L-6.2: Collision Resolution Techniques in Hashing | What are the collision resolution techniques?

Gate Smashers

5 chapters5 takeaways12 key terms5 questions

Overview

This video explains collision resolution techniques in hashing, a crucial concept for efficient data storage and retrieval. It begins by defining what a hash collision is using an example and then introduces two primary methods for handling them: chaining (open hashing) and closed hashing (open addressing).

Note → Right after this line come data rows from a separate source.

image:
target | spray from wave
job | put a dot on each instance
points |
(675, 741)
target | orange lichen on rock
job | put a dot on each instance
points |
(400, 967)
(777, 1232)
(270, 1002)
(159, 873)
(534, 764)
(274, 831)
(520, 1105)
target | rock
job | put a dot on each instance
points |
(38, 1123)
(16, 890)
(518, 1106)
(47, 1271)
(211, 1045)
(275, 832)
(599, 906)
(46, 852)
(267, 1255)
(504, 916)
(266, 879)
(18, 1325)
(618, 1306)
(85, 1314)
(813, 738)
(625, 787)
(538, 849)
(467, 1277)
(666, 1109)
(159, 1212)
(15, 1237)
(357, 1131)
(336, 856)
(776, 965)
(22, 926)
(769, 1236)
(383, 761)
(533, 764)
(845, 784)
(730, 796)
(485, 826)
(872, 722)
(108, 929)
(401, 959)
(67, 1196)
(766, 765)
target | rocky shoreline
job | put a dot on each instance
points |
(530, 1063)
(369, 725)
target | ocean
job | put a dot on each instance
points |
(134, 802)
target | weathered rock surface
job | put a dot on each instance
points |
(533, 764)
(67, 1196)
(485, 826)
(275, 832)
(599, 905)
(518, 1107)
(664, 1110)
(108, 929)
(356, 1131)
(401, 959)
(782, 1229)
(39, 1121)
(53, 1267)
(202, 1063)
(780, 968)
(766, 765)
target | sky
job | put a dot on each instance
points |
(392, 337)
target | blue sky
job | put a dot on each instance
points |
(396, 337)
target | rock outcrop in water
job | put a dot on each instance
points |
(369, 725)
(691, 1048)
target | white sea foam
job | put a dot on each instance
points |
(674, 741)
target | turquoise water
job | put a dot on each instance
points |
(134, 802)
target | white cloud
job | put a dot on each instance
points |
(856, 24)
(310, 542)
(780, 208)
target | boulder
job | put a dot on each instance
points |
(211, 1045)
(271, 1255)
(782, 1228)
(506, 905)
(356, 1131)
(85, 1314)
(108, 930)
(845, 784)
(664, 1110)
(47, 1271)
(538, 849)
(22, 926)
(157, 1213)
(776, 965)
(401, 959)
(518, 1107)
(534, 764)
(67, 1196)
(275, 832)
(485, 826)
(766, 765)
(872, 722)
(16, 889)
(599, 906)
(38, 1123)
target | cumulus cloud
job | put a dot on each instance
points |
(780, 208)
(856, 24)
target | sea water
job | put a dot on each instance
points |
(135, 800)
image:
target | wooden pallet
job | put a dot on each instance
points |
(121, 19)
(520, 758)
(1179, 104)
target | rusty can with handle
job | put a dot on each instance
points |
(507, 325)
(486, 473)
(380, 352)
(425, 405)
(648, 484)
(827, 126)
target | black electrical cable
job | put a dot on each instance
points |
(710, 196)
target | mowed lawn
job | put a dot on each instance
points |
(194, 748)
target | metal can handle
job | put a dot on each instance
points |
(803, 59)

Chaining involves creating linked lists to store multiple keys that hash to the same index. Closed hashing, on the other hand, probes for the next available slot within the hash table itself. The video briefly touches upon three common closed hashing strategies: linear probing, quadratic probing, and double hashing, providing a foundational understanding of how to manage and resolve collisions in hash tables.

How was this?

Save this permanently with flashcards, quizzes, and AI chat

Chapters

Hashing maps keys to indices in a hash table using a hash function (e.g., K mod N).
A collision occurs when two different keys are mapped to the same index in the hash table.
Example: In a K mod 6 table (indices 0-5), keys 32 and 44 both hash to index 2, causing a collision.

Collisions are inevitable in hashing and must be handled to ensure data can be stored and retrieved correctly without overwriting existing information.

When keys 32 and 44 are hashed using `K mod 6`, both result in an index of 2. Since index 2 can only hold one value directly, a collision occurs.

Chaining, also known as open hashing, resolves collisions by creating an external data structure, typically a linked list, at each hash table index.
When a collision occurs, the new key is added to the linked list at that index.
This method utilizes additional memory (for the linked lists) but keeps the primary hash table slots available.

Chaining is a straightforward method that allows multiple elements to occupy the same hash index, preventing data loss and maintaining the integrity of the hash table.

If key 44 hashes to index 2, but index 2 is already occupied by key 32, key 44 is added to a linked list associated with index 2.

Closed hashing, or open addressing, resolves collisions by finding an alternative empty slot within the hash table itself.
It aims to utilize the existing table space efficiently before resorting to external structures.
Three common techniques are linear probing, quadratic probing, and double hashing.

Closed hashing keeps all data within the primary hash table, potentially leading to better cache performance and simpler memory management compared to chaining.

Instead of using a linked list, if index 2 is full, closed hashing will look for the next available slot (e.g., index 3, then 4, etc.) to store the colliding key.

Linear probing checks the next sequential slot (index + 1, index + 2, ...) until an empty slot is found.
Quadratic probing uses a quadratic function (index + i^2) to find the next slot, helping to reduce primary clustering.
Both methods involve probing the table based on a calculated sequence when a collision occurs.

These probing techniques offer different strategies for searching for an open slot, impacting performance and the distribution of elements within the table.

For quadratic probing, if key 30 hashes to index 0 (30 mod 6 = 0) and index 0 is full, the next probes would be at (0 + 1^2) mod 6 = 1, then (0 + 2^2) mod 6 = 4, and so on, until an empty slot is found.

Double hashing employs a second hash function to determine the step size for probing when a collision occurs.
This technique uses the result of the second hash function to jump to different slots, further reducing clustering.
It aims to provide a more effective distribution of keys compared to linear or quadratic probing.

By using a second hash function, double hashing creates a more dynamic probing sequence, which can significantly improve performance and reduce the likelihood of long probe sequences.

If a collision occurs, instead of adding 1 or i^2, the step size for probing is determined by a separate hash function applied to the key, leading to a more varied search path.

Key takeaways

1Collisions are a fundamental challenge in hashing that require specific resolution strategies.
2Chaining (open hashing) resolves collisions by using external linked lists, while closed hashing (open addressing) finds alternative slots within the table.
3Linear probing is simple but can lead to clustering; quadratic probing and double hashing offer more sophisticated ways to find open slots.
4The choice of collision resolution technique impacts the efficiency (time complexity) and memory usage of a hash table.
5Understanding these techniques is vital for designing and analyzing data structures used in databases, caches, and symbol tables.

Key terms

HashingHash FunctionCollisionCollision ResolutionChainingOpen HashingClosed HashingOpen AddressingLinear ProbingQuadratic ProbingDouble HashingProbe Number

Test your understanding

1What is a hash collision and why does it occur?
2How does chaining resolve collisions differently from closed hashing?
3What is the primary advantage of using chaining over closed hashing?
4Explain the difference between linear probing and quadratic probing in terms of how they find an alternative slot.
5Why is double hashing considered an improvement over linear or quadratic probing?